Four Central Magnet School graduates will concentrate not on speed but accuracy when they compete in the Hemmings Motor News Great Race starting Saturday in San Antonio, Texas.
The Great Race website explains the driver and navigator team receive instructions showing every turn, speed change, stops and starts for the day with about 220 to 250 instructions per day.
Teams are judged on their ability to follow the course precisely with every second off the time costing a penalty point. They cannot use a GPS or computers.
Navigator Aaron Guthrie said the directions are “specific but somewhat vague” in the nine-day race finishing June 27 in Greeneville, S.C. Navigators must remain calm and give exact speeds.
“You worry about getting directions right,” Guthrie said. “It is stressful. It’s down to the second.”
Guthrie will join driver Jacob Hendrixson and navigators Matt Norman and Chris Johnson in the race. Their support team includes Sheriff’s School Resource Officer Sgt. Scott Culp at Central Magnet School and his wife, Jenny, a Central Magnet School history teacher, and mechanic Dean Holland and his wife, April, a Lascassas Elementary School teacher.
The team will ride in the 1953 Pontiac Chieftan nicknamed Bonnie, owned by their sponsor, the Stones River Region of the Antique Automobile Club of America.
This is the first year the team will be comprised of all Central Magnet graduates because they are all adults. Previously, Culp drove the Chieftan.
The team begins the race Saturday in San Antonio and will drive on back roads through Texas, Oklahoma, Missouri, Kentucky, West Virginia, Virginia, North Carolina and South Carolina until ending the race June 27 in Greenville, S.C. They will compete in the X Class for students.
Culp said the team stopped in Murfreesboro during their first race in 2017 and finished in second place. They captured first place in their class in 2019.
“My goal is to keep doing the race and have the Great Race come back through Murfreesboro,” Culp said.
Hendrixson, son of Sheriff’s Lt. Barry Hendrixson, will drive the Chieftan.
“My concern is over the concentration and maintaining the correct speed,” Hendrixson said.
The navigators will take turns guiding him.
Norman said the navigators’ main role will be to communicate and relay directions and exact speeds to Hendrixson while he concentrates on driving.
Jenny Culp teaches history at Central.
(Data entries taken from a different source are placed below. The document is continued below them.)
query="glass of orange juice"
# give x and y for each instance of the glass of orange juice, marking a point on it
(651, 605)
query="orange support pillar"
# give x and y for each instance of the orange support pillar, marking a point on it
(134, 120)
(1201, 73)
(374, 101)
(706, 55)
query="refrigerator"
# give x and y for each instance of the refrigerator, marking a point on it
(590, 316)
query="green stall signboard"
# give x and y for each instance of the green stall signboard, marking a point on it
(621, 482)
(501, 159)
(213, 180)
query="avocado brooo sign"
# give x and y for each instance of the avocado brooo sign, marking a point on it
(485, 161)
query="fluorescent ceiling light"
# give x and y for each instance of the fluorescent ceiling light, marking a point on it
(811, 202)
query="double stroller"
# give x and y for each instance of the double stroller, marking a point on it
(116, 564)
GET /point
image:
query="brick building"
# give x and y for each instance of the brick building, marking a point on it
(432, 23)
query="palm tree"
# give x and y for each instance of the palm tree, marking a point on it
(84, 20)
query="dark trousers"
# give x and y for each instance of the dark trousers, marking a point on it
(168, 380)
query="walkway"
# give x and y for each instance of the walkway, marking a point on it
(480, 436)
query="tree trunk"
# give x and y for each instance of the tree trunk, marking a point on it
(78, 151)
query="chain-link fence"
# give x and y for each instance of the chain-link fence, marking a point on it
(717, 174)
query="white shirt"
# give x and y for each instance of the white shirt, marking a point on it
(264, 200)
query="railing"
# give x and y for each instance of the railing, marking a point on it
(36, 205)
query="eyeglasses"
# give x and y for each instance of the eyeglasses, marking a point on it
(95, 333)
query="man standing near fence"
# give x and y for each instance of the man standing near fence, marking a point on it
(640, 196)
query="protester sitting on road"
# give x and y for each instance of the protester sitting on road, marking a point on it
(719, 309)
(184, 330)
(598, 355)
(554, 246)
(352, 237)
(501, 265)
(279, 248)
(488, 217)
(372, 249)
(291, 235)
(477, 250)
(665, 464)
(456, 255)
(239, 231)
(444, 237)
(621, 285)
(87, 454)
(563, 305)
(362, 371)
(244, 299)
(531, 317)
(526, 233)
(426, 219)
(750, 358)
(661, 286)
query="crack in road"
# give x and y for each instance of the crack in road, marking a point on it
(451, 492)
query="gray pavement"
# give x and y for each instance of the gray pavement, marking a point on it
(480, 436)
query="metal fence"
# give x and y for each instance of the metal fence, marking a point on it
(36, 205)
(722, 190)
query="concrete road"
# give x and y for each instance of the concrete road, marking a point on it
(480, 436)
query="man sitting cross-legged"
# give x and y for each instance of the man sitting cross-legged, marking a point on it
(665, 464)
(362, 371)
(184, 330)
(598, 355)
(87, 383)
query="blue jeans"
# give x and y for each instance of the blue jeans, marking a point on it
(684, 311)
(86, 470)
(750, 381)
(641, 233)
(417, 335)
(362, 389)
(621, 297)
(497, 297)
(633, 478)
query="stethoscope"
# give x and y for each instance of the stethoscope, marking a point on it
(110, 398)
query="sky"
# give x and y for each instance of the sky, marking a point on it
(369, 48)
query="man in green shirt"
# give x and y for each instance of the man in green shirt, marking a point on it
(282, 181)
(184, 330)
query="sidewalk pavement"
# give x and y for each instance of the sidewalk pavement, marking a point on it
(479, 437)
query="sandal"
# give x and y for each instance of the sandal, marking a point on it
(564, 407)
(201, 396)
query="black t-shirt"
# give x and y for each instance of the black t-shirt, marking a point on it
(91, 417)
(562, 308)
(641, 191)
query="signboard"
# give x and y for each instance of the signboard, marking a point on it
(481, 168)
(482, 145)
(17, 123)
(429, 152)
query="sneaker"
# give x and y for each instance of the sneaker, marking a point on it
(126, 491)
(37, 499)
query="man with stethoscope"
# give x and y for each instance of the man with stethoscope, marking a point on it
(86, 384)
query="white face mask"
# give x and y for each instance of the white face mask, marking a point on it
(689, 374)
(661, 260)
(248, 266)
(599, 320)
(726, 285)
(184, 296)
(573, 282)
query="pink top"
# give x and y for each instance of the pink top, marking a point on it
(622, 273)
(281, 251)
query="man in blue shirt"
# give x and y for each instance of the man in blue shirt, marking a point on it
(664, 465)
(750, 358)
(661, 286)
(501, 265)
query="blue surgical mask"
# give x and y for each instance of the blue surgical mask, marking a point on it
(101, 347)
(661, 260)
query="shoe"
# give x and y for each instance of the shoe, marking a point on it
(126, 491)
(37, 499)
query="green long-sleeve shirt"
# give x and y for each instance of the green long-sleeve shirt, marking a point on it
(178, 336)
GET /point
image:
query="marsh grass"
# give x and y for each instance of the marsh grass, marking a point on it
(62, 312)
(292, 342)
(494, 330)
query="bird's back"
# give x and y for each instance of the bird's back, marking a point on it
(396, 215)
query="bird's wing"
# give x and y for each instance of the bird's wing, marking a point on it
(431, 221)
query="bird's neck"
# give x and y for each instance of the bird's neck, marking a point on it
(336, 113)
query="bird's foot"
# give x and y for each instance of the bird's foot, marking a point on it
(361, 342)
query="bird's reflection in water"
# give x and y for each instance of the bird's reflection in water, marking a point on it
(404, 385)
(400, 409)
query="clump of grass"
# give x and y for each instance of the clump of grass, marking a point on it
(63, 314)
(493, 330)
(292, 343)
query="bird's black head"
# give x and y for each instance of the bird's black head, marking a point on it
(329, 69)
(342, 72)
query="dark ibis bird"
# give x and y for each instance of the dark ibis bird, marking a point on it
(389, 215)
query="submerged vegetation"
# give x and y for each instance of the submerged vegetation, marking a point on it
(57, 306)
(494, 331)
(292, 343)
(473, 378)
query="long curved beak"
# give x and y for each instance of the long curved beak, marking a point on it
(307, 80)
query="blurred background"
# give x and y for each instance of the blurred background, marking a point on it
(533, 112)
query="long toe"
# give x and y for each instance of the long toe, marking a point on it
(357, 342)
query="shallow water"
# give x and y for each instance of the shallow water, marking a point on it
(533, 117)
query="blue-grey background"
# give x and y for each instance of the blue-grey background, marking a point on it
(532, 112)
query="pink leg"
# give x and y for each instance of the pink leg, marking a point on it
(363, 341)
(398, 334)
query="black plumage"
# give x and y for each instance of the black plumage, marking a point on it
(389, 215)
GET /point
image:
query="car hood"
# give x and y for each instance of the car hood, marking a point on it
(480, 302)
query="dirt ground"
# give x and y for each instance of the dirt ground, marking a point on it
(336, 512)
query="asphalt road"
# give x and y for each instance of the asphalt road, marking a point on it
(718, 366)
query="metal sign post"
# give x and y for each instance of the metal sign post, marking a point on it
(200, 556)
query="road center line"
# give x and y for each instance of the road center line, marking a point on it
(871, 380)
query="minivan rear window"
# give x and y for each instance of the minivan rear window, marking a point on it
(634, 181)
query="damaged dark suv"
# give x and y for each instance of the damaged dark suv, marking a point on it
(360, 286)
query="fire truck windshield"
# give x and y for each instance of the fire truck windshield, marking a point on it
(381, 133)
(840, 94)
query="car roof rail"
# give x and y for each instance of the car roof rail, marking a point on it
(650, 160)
She will use the race as an opportunity to showcase U.S. history to students.
Mechanic Dean Holland of Creative Carriage Works donates his time for the race. He travels with spare parts for the 1953 model Pontiac in case of mechanical problems.
“If you break down and you can’t fix it, you’re done,” Holland said. “My favorite thing is to go out in the parking lot at night and help other teams. I’ve actually saved a couple teams.”
Culp said Holland is creative. Because Pontiac parts are not available anymore, Holland fashions parts from other models.
Holland’s wife, April, who teaches first grade at Lascassas Elementary School, volunteers with her husband to collect the car numbers each day and relay the information to the announcer.
She likes how the students use math to compute the speeds.
“The strategies and formulas they use to navigate is intriguing to me,” April Holland said.
Guthrie worries the advent of self-driving cars will result in a decreased passion for classic and vintage cars among younger people. He hopes the race will inspire kids to be intrigued.
Their team will be one of two Rutherford County teams in the race.
Brothers Chuck Bugg and Kirk Bugg will drive their 1961 Nash Metropolitan for the first time in the Great Race’s rookie class. Chuck Bugg’s son, Thomas, and grandson, Luc, 14, flew in from Europe to travel as the support team.